Master in Interior Architecture [Adaptive Reuse]

Department

Interior Architecture

First Advisor

Jonathan Bell

Second Advisor

Heinrich Hermann

Third Advisor

Wolfgang Rudorf

Abstract

Creative collisions play an important role in artistic work. These encounters broaden an artist’s perspective, exposing them to new processes, ideas, disciplines, and collaborators. The exact nature of creative collisions is difficult to pin down, as they flourish in an ever-changing mix of social interaction and creative inspiration in a setting of multidisciplinary work. A little-known example of a serendipitous collision between artists occurred between Gustav Klimt and designer Emilie Floge, whose individual medium and style influenced the others’ work, and together they dominated the Viennese Secession movement. A similar creative relationship developed between Charles and Ray Eames who met at the Cranbrook Acadamy of Art, and RISD’s very own David Byrne, Chris Frantz and Tina Weymouth of the Talking Heads, whose shared art school experience gave birth to one of the objectively coolest bands of all times. While you may never see a story of creative collision play out the same way twice, it is possible to influence collisions by design, creating spaces where collisions are more likely to occur, and giving rise to a robust artistic community that engenders creative outputs that challenge assumptions.

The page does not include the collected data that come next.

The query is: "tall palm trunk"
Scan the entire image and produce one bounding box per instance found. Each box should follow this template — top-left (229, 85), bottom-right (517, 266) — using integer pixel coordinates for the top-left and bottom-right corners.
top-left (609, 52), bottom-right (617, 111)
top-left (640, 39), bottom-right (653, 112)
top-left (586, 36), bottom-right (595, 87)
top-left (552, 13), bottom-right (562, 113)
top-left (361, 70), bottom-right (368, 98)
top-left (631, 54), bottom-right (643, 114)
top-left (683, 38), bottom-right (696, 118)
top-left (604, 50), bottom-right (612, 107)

The Rhode Island School of Design is an ideal setting for creative collision – the school hosts a community of students and faculty from diverse backgrounds, working across a multitude of disciplines. While the atmosphere is ripe for creative exchange, the topology of the campus gets in the way of serendipitous encounter. The reason for this goes back to the very beginnings of the university. When RISD was founded, it started out with just one building purchased in the middle of Providence. As RISD expanded, it did so in an ad-hoc way, acquiring more nearby buildings to make space for a growing number of students and departments. The resulting campus is sprinkled throughout the city, with no common space for people to congregate and little casual exposure to the work going on between departments, even in neighboring buildings.

Creative collision will be orchestrated via a central transit platform corridor in the heart of the RISD campus, on the Museum Block bordered by North Main Street and Benefit Street. The intervention has three tenets: designing for circulation to bring together a high density of RISD students and staff from different disciplines housed in various buildings on the block, designing a program that facilitate and attracts serendipitous encounters, and designing the space to reveal the creative process and output of the disciplines housed in the Museum Block. It is the goal of this thesis to elevate opportunities of creative collisions on campus, advancing a culture where the free exchange of ideas broadens and refines the work done on campus and beyond.